В баре все было, как всегда, как было и в ту ночь. Снова шел дождь. Крыша протекала в двух местах, и кто-то предусмотрительно поставил тазы, чтобы дождевая вода не растекалась по полу, один – в самом зале, другой – в женском туалете. Пивнушка, как обычно была заполнена местными пьянчугами: толстозадые старухи в тяжелых свитерах, начинавшие пить днем и успевавшие накачаться пивом до закрытия бара, громко хохочущие мужчины с простуженными голосами и раздутыми, красными от алкоголя носами. Молодые мексиканцы обычно играли в бильярд до умопомрачения и ссорились из-за пустяков, как щенки. В этот вечер бильярдная пустовала, и бильярдный стол, покрытый сукном, казалось, сиял, как будто подсвеченный изнутри. Я насчитала шестерых посетителей и еще одного, который спал, положив голову на руки. Автоматический проигрыватель страдал какой-то неисправностью, и музыка хрипела и плавала.
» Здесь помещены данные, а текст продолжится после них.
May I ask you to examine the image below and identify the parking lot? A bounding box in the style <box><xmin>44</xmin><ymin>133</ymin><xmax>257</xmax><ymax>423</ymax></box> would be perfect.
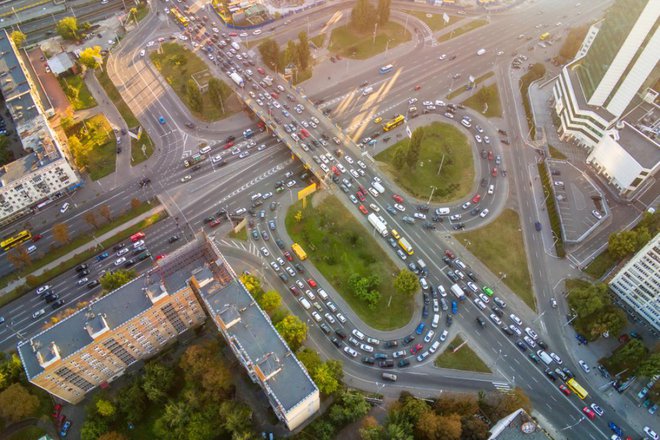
<box><xmin>548</xmin><ymin>160</ymin><xmax>609</xmax><ymax>243</ymax></box>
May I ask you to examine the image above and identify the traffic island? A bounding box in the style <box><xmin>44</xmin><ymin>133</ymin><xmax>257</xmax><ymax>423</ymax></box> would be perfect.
<box><xmin>375</xmin><ymin>122</ymin><xmax>475</xmax><ymax>202</ymax></box>
<box><xmin>286</xmin><ymin>196</ymin><xmax>414</xmax><ymax>330</ymax></box>
<box><xmin>434</xmin><ymin>336</ymin><xmax>492</xmax><ymax>373</ymax></box>
<box><xmin>455</xmin><ymin>209</ymin><xmax>536</xmax><ymax>310</ymax></box>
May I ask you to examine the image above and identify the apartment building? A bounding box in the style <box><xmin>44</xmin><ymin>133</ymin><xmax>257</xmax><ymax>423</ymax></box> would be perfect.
<box><xmin>609</xmin><ymin>234</ymin><xmax>660</xmax><ymax>332</ymax></box>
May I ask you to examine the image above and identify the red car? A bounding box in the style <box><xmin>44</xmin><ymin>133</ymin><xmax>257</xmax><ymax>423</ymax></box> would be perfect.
<box><xmin>582</xmin><ymin>406</ymin><xmax>596</xmax><ymax>420</ymax></box>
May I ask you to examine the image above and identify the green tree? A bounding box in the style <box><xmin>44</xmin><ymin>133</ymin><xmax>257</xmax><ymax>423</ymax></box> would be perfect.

Я подошла к стойке бара, за которой на высоком стуле восседала Корал. На ней была западного покроя рубашка из коричневой шотландки с бегущей по ней серебристой нитью. Облегающие джинсы, завернутые на щиколотках, открывали ноги в туфлях и коротких белых носочках. Девушка, вероятно, узнала меня, запомнив на похоронах, потому что, когда я спросила, не могли бы мы поговорить, она молча слезла со стула, обошла стойку бара и подошла ко мне с этой стороны.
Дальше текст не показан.